To be honest, however, I was still holding pretty hard to my skepticism at that point. Spiritual awakenings happen in every spiritual practice (even including atheism) and are mostly just a psychological phenomenon. Even when they happen spontaneously (which wasn't exactly true because in my case, it was triggered by all the death that was happening around me), they're really no more than a profound emotional experience that can lead to a deeper inner calm. A spiritual awakening doesn't necessarily have to be numinous, and it certainly doesn't have to be supernatural. Sometimes things just get knocked loose.

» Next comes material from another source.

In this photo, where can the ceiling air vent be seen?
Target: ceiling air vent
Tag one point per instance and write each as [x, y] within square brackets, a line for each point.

The problem was that a "spiritual awakening" wasn't quite covering everything I was going through, and I didn't have a lot of answers. The dreams of black birds and shrouded women were getting weirder and weirder, and my inability to handle crowds was starting to make even things like shopping acutely uncomfortable. 

I'm a pretty open-minded person, and I had plenty of alternative friends who do everything from shopping at Whole Foods for supplements to acupuncture to full practicing witches. I mostly thought their practices meant a lot to them and respected that as long as they weren't running around trying to get me to believe in it, but I didn't really spend much time thinking it might actually be true. I thought what I thought about most woo-woo systems. That they worked because the people thought they worked, and because giving them power created brain hacks and focus and feedback loops of attention. It didn't have to be supernatural to be incredibly powerful. 

Nonetheless, I was in uncharted waters, so I began to ask around for some advice.

The advice I got ran the gamut from matter-of-factly declaring, "Oh, that's just your third eye opening in your sixth chakra" to, "Have you tried casting a spell?" 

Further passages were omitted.